Soviet audiences really liked that individual aspect of the films and could relate to it. They hadn’t seen anything like that before. The exoticism of these films was important as the Soviet Union came out of the Stalin era — the costumes, the melodrama, the fantasy sequences. Those types of scenes were kind of anathema to Socialist Realist style. Audiences loved that these films didn’t always try to depict reality.
A lot of people say the escapism was appealing, as a way to escape reality. Of course, Soviet film critics, academics, and filmmakers couldn’t stand Bollywood film. They liked what is called ‘Art Cinema.’ There was a tension over what to import. The Communist Party members wanted to import appropriate, progressive cinema. There was a ton of progressive cinema by talented filmmakers in India, but that wasn’t popular with large audiences. Those films were always screened at Soviet film festivals, but they were rarely purchased for wider distribution.”
A large part of Bachman’s research focuses on literary exchange. The Soviet Union found a new market in India as the country made its transition to independence.
“One of the things I’m trying to challenge is the notion that the Soviet Union was just trying to push propaganda on South Asia as some kind of Cold War push,” Bachman said. “The first thing you can see in the exhibit are these books on math, science, and education books. After India gained independence, developing these fields was a priority, so there was a demand for these types of books.
There was a market that was basically untapped. So, yes, there were ideological reasons Khrushchev was pushing literature and translation programs, but that is not the focus of the exhibit. I want to show how these were received in India, not necessarily the goal behind the decision-making.
One book is meant for really little kids, and it’s early binary code. You might even say it’s not for kids, it’s for tots — for really little kids to learn binary code.
In this part of the exhibit, I also talk about the wireless literary exchange — over radio as India was developing its transistor capacity and electrification was happening. The Soviet Union was able to broadcast translated radio plays to India, and vice-versa.”
The books the Soviet Union sent to India haven’t been forgotten. During the course of her research, Bachman found that many South Asians who grew up during that period have fond memories of reading Soviet books and have been seeking them out online.
One feature of the exhibit is a display of books owned by Philip Dion, a resident of Vancouver, British Columbia, who keeps a large collection of Soviet books that were translated into English.

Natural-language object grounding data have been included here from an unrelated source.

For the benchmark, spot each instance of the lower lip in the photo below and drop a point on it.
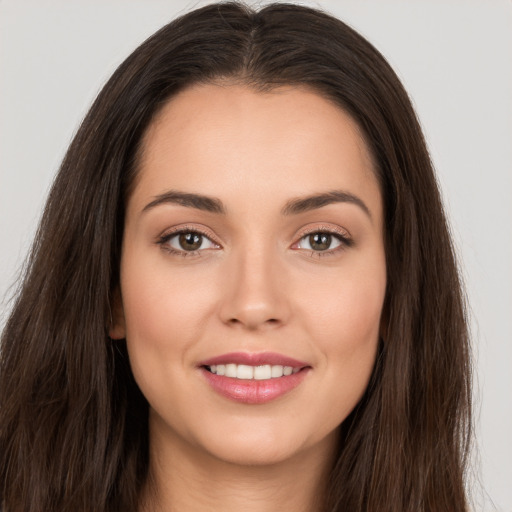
(254, 391)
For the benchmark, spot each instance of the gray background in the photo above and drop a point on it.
(454, 58)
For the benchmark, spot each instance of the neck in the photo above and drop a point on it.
(185, 479)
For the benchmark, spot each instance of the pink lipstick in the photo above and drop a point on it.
(253, 378)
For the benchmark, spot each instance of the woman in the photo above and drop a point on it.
(242, 292)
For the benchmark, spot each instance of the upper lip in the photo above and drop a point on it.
(254, 359)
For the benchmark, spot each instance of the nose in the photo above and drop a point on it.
(255, 296)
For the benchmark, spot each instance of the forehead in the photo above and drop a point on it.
(231, 141)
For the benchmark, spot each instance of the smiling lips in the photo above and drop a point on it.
(253, 378)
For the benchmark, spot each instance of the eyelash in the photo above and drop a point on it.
(341, 236)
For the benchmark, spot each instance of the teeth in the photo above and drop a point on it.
(246, 372)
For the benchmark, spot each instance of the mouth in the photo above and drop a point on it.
(253, 378)
(247, 372)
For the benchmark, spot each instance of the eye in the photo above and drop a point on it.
(186, 241)
(319, 241)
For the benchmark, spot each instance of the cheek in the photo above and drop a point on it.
(346, 314)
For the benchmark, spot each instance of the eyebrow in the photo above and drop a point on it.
(292, 207)
(305, 204)
(197, 201)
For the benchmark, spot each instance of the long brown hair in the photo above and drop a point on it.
(73, 423)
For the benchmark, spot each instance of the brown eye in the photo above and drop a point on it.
(187, 242)
(320, 241)
(190, 241)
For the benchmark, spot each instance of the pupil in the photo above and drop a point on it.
(190, 241)
(320, 241)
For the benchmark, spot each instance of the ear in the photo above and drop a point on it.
(384, 322)
(117, 327)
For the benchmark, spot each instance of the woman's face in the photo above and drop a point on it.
(253, 247)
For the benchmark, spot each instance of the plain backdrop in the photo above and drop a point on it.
(455, 59)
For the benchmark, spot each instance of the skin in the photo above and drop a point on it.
(257, 286)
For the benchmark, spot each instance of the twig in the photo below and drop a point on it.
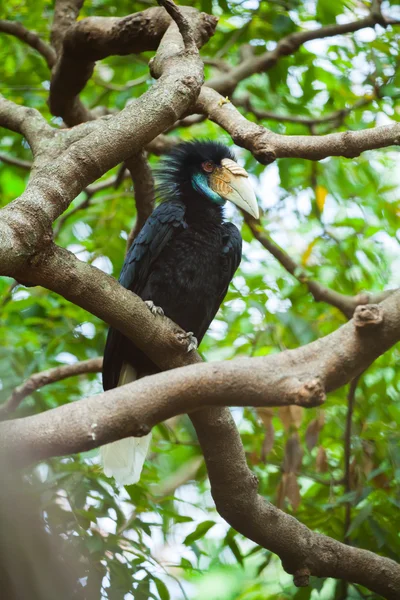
(32, 39)
(38, 380)
(143, 186)
(182, 22)
(15, 162)
(346, 304)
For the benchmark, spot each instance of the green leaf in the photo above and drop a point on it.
(162, 589)
(199, 532)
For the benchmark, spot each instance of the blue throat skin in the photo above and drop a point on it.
(200, 184)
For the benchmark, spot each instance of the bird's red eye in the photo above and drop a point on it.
(208, 166)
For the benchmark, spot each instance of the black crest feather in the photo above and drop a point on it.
(177, 167)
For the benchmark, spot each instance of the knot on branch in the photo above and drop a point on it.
(310, 393)
(183, 24)
(141, 430)
(301, 577)
(368, 315)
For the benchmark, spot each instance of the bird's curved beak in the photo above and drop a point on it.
(232, 183)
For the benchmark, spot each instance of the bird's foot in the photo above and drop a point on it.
(155, 310)
(188, 337)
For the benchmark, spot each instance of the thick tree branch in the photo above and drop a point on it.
(321, 365)
(143, 186)
(32, 39)
(15, 162)
(267, 146)
(38, 380)
(89, 192)
(300, 376)
(346, 304)
(95, 38)
(115, 138)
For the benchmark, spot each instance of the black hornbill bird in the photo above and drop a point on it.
(181, 264)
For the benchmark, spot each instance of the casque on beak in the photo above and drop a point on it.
(232, 183)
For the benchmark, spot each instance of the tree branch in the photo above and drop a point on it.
(26, 121)
(337, 116)
(225, 83)
(92, 39)
(267, 146)
(90, 191)
(38, 380)
(32, 39)
(15, 162)
(314, 369)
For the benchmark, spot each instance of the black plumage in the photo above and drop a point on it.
(184, 257)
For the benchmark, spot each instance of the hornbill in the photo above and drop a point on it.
(180, 264)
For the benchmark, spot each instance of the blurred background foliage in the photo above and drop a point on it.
(337, 218)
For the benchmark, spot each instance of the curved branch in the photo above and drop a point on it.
(143, 186)
(320, 365)
(26, 121)
(32, 39)
(337, 116)
(314, 369)
(346, 304)
(225, 83)
(96, 38)
(267, 146)
(38, 380)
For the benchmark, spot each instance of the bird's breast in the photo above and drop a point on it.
(188, 277)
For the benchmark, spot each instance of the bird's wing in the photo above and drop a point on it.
(231, 257)
(158, 230)
(153, 237)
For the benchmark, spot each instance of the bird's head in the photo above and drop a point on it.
(206, 170)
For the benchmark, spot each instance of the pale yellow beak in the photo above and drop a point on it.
(232, 183)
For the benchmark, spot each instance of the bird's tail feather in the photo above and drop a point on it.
(124, 459)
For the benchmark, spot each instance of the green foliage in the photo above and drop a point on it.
(337, 218)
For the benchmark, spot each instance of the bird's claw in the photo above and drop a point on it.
(191, 340)
(155, 310)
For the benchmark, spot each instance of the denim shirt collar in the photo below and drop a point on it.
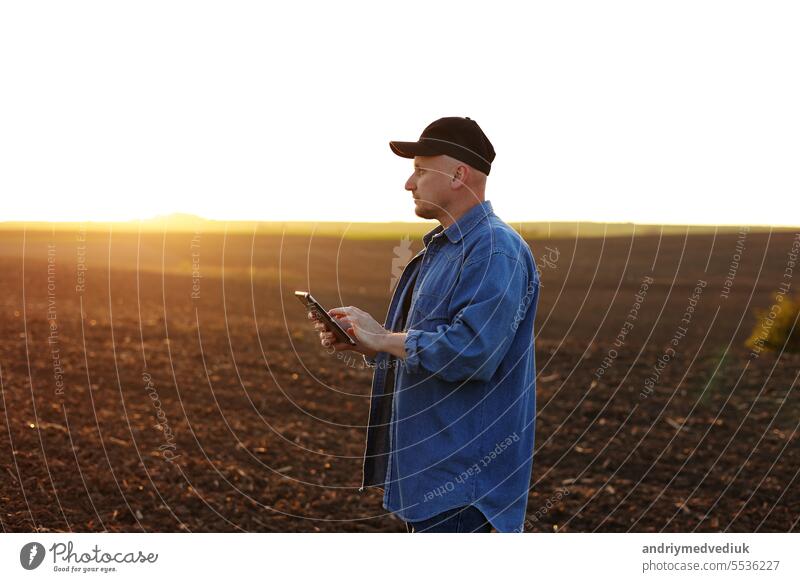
(469, 220)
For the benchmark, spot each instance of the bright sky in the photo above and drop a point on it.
(651, 112)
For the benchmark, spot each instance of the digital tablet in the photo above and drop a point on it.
(311, 304)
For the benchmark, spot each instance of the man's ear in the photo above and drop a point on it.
(459, 177)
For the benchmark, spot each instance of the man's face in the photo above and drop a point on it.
(430, 185)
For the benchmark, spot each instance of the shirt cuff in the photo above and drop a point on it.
(411, 344)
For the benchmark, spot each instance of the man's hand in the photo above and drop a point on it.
(368, 332)
(328, 339)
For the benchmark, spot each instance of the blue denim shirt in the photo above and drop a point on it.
(463, 409)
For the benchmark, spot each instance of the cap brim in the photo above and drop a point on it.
(409, 149)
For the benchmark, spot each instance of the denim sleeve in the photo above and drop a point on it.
(490, 298)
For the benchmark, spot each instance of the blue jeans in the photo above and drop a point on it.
(467, 519)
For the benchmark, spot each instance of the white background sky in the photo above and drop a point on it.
(653, 112)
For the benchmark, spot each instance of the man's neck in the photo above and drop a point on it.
(451, 217)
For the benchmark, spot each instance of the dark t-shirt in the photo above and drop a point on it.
(384, 409)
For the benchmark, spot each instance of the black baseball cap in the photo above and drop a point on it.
(458, 137)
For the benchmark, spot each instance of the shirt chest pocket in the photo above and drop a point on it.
(441, 275)
(428, 311)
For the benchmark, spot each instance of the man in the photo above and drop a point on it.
(453, 408)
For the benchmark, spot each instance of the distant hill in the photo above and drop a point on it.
(375, 230)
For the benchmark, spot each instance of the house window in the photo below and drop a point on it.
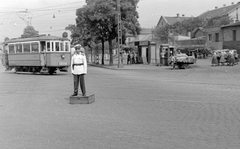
(216, 37)
(209, 37)
(234, 35)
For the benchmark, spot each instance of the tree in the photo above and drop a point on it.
(29, 31)
(179, 28)
(161, 34)
(218, 21)
(100, 19)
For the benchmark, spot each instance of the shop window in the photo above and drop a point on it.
(234, 35)
(18, 48)
(216, 37)
(57, 46)
(61, 46)
(48, 46)
(11, 49)
(26, 47)
(66, 46)
(209, 37)
(35, 47)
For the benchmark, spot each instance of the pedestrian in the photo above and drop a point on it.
(129, 59)
(133, 58)
(232, 59)
(79, 69)
(214, 59)
(236, 57)
(222, 59)
(218, 57)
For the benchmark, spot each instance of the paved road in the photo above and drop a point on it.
(142, 107)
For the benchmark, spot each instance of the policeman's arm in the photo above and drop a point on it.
(72, 64)
(84, 64)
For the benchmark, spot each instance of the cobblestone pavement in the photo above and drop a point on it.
(140, 106)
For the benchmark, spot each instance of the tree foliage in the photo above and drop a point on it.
(98, 21)
(29, 31)
(183, 28)
(218, 21)
(179, 28)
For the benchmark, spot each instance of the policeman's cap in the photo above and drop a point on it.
(77, 46)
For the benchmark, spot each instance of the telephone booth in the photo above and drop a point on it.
(165, 52)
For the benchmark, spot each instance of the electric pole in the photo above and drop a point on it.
(119, 33)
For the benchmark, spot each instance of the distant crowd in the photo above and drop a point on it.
(225, 57)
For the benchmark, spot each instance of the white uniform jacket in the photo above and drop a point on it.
(79, 64)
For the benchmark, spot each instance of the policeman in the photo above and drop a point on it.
(79, 69)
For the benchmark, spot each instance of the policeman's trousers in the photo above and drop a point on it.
(79, 79)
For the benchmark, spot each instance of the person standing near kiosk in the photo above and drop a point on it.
(79, 69)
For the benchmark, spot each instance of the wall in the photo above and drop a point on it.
(199, 33)
(232, 45)
(162, 22)
(228, 33)
(212, 45)
(234, 16)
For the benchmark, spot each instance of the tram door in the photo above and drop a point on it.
(43, 53)
(165, 52)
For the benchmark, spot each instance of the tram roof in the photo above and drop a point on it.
(39, 38)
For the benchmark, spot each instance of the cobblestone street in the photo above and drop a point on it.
(138, 106)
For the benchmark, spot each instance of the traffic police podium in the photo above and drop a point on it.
(82, 99)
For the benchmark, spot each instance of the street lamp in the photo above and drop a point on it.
(119, 33)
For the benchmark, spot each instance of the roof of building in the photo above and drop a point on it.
(40, 38)
(231, 25)
(146, 31)
(172, 20)
(225, 10)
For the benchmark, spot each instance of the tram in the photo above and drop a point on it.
(40, 54)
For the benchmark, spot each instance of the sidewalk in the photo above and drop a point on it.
(125, 67)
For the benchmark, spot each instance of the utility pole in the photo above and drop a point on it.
(119, 33)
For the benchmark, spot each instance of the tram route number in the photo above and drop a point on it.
(62, 63)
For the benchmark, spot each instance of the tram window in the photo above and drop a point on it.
(26, 47)
(11, 49)
(61, 46)
(57, 46)
(35, 47)
(48, 46)
(18, 48)
(66, 46)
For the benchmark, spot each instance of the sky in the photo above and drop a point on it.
(52, 16)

“I learned about Philip when I was in India because Indian collectors who are becoming nostalgic for these books all mentioned him,” Bachman said. “All of them read his blog. It’s unbelievably popular among Indians because he documents his collection. If you look on his comments page, it’s almost all South Asians who use the blog as a way to connect and share memories about books from childhood. That’s how I found out about him. I drove up to Vancouver and brought back some of his books.
The Soviet Union had the offset printing press, which India didn’t have at that point. Indian audiences loved that the images and the text were on one page of the books. Before offset printing, text would be one page and the image would be on the other.
I want people to take away the technology exchange that made this possible, as well as the economics of book production, and the ways in which postcolonial state-building and the Soviet Union’s ideological goals kind of coincided to create a market for these books.”